Right side of the Texans OL: The Texans are playing a banged up Jeff Allen at RG and veteran backup swing OT Chris Clark at RT. That could be opportunities for both Trey Flowers, Alan Branch, and Rob Ninkovich to create pressure and traffic to the offense’s right. The Patriots need to take advantage of this match-up so they don’t have to send extra pressure and force Osweiler to make bad decisions in tight windows. The Patriots will certainly be attempting to take away the ground game and force those Osweiler to throw into those tight windows.
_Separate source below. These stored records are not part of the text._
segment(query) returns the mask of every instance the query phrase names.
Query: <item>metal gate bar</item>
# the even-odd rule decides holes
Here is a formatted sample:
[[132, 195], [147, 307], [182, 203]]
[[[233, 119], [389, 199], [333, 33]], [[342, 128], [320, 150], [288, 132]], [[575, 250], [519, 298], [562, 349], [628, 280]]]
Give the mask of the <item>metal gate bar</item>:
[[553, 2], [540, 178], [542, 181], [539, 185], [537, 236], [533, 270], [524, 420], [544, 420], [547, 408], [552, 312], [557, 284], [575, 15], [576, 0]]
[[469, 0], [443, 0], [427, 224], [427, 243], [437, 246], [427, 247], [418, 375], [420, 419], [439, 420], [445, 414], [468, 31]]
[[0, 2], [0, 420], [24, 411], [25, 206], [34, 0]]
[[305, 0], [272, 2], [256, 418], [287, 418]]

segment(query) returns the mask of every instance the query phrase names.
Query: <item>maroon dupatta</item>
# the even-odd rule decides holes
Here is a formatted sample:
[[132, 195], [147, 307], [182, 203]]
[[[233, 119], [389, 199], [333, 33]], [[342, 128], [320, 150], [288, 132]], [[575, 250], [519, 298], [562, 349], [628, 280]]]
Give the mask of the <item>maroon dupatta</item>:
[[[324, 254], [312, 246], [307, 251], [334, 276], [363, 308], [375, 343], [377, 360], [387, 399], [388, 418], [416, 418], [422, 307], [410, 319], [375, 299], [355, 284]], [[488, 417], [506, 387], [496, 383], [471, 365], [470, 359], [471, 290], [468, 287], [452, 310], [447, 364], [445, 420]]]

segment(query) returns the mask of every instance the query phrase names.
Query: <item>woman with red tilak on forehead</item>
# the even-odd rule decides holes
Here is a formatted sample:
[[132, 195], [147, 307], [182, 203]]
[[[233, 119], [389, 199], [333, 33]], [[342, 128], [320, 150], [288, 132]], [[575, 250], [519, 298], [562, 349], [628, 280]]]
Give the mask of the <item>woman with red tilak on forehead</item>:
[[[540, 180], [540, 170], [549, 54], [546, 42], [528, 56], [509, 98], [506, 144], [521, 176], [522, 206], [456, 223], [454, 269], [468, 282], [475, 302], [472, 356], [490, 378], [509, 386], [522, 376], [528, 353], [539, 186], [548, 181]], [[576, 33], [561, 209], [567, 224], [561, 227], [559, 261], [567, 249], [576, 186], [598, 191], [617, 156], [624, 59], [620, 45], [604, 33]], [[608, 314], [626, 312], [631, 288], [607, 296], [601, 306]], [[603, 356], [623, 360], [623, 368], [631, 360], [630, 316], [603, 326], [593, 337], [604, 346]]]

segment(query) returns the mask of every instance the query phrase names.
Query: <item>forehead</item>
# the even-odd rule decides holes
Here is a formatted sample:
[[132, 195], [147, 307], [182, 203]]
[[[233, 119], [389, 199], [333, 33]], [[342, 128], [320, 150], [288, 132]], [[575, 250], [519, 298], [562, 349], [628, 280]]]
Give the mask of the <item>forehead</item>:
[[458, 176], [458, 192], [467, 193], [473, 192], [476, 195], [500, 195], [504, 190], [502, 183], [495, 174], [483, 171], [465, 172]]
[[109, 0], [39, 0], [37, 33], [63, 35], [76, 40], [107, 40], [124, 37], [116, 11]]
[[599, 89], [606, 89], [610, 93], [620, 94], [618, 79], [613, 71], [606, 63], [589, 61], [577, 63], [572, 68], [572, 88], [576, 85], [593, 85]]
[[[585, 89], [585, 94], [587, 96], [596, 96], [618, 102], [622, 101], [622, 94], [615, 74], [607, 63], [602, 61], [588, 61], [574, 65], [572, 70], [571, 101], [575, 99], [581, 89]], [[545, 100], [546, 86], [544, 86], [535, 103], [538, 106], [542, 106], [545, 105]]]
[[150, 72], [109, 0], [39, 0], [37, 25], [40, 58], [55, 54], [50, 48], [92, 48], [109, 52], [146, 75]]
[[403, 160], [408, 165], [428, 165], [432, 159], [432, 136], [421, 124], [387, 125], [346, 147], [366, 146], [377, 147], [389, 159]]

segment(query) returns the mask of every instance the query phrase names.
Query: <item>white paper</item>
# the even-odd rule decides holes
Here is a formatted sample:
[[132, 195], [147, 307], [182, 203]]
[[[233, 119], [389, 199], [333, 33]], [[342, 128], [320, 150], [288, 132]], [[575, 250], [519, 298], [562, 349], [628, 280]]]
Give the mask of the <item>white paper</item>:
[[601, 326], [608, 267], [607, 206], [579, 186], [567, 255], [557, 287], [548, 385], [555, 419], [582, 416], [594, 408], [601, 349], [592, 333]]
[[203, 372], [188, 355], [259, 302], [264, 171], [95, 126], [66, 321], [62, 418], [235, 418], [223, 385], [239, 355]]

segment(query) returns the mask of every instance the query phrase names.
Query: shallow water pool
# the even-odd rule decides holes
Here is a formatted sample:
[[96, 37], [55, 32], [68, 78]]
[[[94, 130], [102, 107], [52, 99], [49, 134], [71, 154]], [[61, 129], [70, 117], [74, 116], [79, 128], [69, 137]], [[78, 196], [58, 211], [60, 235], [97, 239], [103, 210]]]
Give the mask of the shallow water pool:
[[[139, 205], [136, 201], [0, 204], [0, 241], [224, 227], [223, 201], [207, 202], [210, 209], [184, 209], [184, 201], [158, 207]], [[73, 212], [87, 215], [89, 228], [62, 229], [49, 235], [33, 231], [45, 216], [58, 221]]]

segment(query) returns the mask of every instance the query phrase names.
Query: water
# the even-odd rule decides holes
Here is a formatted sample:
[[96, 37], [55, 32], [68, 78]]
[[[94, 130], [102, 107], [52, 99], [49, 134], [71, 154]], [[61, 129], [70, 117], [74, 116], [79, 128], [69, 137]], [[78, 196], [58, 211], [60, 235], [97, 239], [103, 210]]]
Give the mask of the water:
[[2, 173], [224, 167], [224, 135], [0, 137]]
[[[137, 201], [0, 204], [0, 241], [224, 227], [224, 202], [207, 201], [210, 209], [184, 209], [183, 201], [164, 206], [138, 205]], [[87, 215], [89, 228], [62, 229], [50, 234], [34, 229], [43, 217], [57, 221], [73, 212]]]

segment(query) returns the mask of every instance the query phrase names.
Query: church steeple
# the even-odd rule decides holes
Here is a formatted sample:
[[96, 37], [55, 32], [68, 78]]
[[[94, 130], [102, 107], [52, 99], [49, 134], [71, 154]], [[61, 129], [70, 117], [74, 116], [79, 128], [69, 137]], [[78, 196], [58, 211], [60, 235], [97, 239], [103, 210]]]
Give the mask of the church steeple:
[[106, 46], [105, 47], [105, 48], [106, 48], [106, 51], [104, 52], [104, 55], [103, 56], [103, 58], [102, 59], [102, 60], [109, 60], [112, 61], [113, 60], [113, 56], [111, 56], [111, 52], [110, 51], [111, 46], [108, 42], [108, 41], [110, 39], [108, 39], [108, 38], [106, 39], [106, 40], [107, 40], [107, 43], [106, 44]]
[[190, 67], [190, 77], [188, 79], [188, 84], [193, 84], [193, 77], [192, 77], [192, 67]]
Texans laughably bad special teams unit: In terms of Special Teams, this is a heavy mismatch. The Texans special teams is one of the worst units while the Patriots are one of the best units in the NFL. The Texans punt coverage unit is the one where the Patriots can really exploit them, as they’ve allowed 10 yards per return and only got the down the field to down 29.2% of their punts by either forcing a fair catch or downing the punt themselves. Their main returner Tyler Ervin as even worse issues handling kicks than Cyrus Jones does for the Patriots. In the Patriots Week 3 win, the Special Teams unit was continually forcing long drives for the Texans while the Patriots benefited from short fields. The Patriots ability to win the battle of field position every game will be on full display on Saturday against an opponent whose unit struggles in that phase.

Texans inability to defend on the road: Rich made a strong point about the Texans splits in terms of points allowed per game at home and on the road. The Texans allowed 16.3 points at home, including 13 to the Raiders on Saturday afternoon/evening. On the road, they’ve given up 24.4 points which is a jump of at least one touchdown. 3 of their 8 road games they’ve allowed less than their average and a 4th game at the average. The lowest point total allowed on the road was 17 to the Colts. For the divisional round, the Texans will be going from an indoor stadium to frigid Foxboro where the temperature will be in the 20s and potentially snowing according to Boston Herald beat writer/amateur weatherman Jeff Howe.

On the other side of the ball is Tom Brady, a QB who thrives in cold weather conditions and a balanced offense that attacks the opposing defenses weaknesses. While I, myself, struggle to see where the weaknesses of the Texans defense is, Bill Belichick has found something and is plugging away to craft a game plan to attack them.